Je ne réponds rien, me prenant la tête entre les mains. J'ai envie de voir mes cousines et ma tante, c'est une certitude, mais est-ce que je suis prête à faire face aux autres pour autant ?

– Ma sœur... ajoute-t-il plus doucement. Je serai là, je te soutiendrai.

– Ah ! Donc tu admets que ça va être un calvaire.

Le silence au bout de la ligne confirme qu'il est à court d'arguments.

– S'il te plaît Charly, fais-le pour moi, lâche-t-il, à défaut de trouver autre chose.

– Pourquoi est-ce que tu y tiens tant, je ne comprends pas !

J'entends d'ici le grattement de ses ongles sur ses doigts, tic qui revient dès que le sujet est abordé. Mon cœur se serre et je comprends immédiatement. Il ne veut pas que je regrette, comme il l'a fait pour ma grand-mère. Même après des années il continue à se ronger au sang de ne pas avoir passé plus de temps avec elle. Mais la relation était tout à fait différente.

– Viens accompagnée si ça peut te rassurer, reprend-il.

– Franchement, qui accepterait de se rendre à cette torture sans y être contraint ?

– Demande à Pauline ou à d'autres amis, mais je t'en prie, ramène-toi.

Je pousse un énorme soupir pour qu'il comprenne bien combien il m'en coûte de dire oui, même au nom de tout l'amour que je lui porte.

– Ok. C'est quand ?

– Merci, Charly ! C'est demain.

– QUOI ? Demain, genre, demain ?!

– Tu avais oublié ?

– Évidemment que j'avais oublié, je m'en fichais, je ne voulais pas y aller !

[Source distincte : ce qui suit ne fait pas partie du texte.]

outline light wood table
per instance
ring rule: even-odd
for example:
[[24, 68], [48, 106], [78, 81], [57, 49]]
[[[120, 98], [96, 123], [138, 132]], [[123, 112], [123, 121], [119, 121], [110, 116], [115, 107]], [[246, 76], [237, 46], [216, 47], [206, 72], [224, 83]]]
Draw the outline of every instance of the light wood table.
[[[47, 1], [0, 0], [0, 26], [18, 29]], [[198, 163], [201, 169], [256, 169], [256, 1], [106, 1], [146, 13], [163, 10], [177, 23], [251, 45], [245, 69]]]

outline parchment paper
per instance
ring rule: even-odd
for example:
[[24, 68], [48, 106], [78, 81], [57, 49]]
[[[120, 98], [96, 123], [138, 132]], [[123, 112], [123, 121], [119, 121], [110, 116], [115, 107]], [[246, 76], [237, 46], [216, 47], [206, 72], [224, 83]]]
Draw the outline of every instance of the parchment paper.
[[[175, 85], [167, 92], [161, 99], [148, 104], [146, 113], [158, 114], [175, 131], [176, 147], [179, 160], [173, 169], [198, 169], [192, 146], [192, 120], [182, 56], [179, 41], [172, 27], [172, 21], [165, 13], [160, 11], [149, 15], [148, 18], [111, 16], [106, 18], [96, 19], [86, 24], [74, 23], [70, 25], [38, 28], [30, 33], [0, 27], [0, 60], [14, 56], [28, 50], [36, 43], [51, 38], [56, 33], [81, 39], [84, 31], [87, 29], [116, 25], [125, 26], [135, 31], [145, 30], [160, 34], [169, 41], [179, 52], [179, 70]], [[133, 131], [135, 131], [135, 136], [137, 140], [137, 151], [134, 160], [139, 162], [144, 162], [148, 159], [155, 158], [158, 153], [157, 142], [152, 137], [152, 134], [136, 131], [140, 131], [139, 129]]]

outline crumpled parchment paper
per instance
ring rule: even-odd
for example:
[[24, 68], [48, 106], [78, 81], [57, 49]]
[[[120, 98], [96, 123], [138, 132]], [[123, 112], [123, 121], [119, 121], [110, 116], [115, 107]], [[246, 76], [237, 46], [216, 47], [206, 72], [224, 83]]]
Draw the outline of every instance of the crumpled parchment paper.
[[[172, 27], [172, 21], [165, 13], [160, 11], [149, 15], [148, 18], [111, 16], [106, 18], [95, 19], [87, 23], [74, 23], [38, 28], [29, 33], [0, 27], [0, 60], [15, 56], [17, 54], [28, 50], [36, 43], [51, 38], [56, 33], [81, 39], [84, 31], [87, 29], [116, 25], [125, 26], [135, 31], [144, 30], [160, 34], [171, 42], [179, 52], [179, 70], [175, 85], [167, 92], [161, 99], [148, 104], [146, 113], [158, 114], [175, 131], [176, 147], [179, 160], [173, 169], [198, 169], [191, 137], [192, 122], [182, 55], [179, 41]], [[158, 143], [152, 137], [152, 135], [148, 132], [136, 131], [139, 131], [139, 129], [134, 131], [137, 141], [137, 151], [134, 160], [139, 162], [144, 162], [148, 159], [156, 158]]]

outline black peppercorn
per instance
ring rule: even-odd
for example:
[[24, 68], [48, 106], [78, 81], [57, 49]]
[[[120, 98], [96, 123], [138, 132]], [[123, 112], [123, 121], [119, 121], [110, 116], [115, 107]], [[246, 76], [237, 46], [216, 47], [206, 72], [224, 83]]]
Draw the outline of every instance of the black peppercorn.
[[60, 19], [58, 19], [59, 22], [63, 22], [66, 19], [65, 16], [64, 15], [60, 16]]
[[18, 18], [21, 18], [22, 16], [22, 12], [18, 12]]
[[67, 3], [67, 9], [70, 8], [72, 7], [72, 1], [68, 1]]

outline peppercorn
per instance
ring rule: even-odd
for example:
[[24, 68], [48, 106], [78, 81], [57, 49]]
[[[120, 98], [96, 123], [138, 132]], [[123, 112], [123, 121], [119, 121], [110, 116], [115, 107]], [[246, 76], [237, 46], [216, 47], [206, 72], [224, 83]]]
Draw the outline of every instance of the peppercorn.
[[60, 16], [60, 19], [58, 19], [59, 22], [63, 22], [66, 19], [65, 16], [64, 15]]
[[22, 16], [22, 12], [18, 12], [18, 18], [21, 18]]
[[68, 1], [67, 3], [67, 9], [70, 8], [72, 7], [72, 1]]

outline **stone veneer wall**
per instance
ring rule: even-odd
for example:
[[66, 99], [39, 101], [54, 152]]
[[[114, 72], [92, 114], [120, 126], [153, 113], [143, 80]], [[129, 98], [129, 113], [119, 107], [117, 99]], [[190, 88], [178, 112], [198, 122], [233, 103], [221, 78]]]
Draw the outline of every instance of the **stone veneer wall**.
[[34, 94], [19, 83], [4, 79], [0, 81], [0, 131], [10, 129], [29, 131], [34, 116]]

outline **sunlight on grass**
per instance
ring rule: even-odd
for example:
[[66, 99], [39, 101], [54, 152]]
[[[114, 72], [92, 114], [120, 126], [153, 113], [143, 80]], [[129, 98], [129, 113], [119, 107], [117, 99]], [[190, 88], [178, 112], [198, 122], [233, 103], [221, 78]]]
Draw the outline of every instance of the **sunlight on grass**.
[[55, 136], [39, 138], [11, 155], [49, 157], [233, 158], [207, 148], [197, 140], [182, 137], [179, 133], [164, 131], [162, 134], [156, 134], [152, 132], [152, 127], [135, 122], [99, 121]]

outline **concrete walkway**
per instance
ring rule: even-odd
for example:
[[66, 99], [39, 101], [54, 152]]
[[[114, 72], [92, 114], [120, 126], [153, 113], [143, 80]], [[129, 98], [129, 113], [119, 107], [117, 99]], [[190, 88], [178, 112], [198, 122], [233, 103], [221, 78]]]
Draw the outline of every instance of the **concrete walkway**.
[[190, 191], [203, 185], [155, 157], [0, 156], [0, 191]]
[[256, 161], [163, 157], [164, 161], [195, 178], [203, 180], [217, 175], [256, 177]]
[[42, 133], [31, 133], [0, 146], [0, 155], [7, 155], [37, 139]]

– Je dois te laisser Charly, je t'envoie tous les détails par texto.

Je ne rétorque rien, m'attendant à ce que la ligne coupe, mais après un petit silence, il ajoute :

– Je t'aime, ma sœur.

– Humpf !

Ma réponse lui convient, car j'entends un doux rire et il raccroche. Je peux compter sur les doigts d'une main le nombre de fois où mon frère m'a dit qu'il m'aimait. Il n'est pas des plus expressifs, mais plus on avance, et plus j'en viens parfois à me demander si on n'était pas destinés à être jumeaux. Je ne l'avais pas forcément réalisé avant, mais il sent ce dont j'ai besoin, quand j'en ai besoin, et ça me fait du bien de savoir qu'il est là.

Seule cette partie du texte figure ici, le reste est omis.